Derrick se quedó helado en la blanca sala de espera, con el eco de las palabras del veterinario retumbando en sus oídos: Rusty está en estado crítico. Las luces del techo zumbaban y el aire estaba impregnado de antiséptico, pero Derrick sólo podía concentrarse en el sube y baja superficial del frágil pecho de su perro. Cada segundo que pasaba le parecía una eternidad que se le escapaba de las manos.
El tono grave del veterinario no dejaba respirar a Derrick. Las opciones de tratamiento eran limitadas y el coste se cernía como una montaña que no tenía esperanzas de escalar. La culpa se retorcía en su interior, recordándole que ya había fracasado en su intento de mantener su vida en orden: ¿cómo podría salvar a Rusty ahora? Sin embargo, a pesar del sombrío pronóstico, Derrick se aferraba a una pizca de esperanza.

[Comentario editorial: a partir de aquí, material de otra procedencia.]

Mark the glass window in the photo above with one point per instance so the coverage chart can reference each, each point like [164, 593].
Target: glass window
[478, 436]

A través de una pequeña ventana de la puerta, Derrick vio a Rusty inmóvil sobre la mesa de acero inoxidable. Los tubos serpenteaban alrededor del cuerpo inerte del perro y los monitores emitían pitidos urgentes. A Derrick se le llenó la frente de sudor al darse cuenta de que estaba ocurriendo lo impensable: podía perder al único compañero que había estado a su lado a pesar de todo.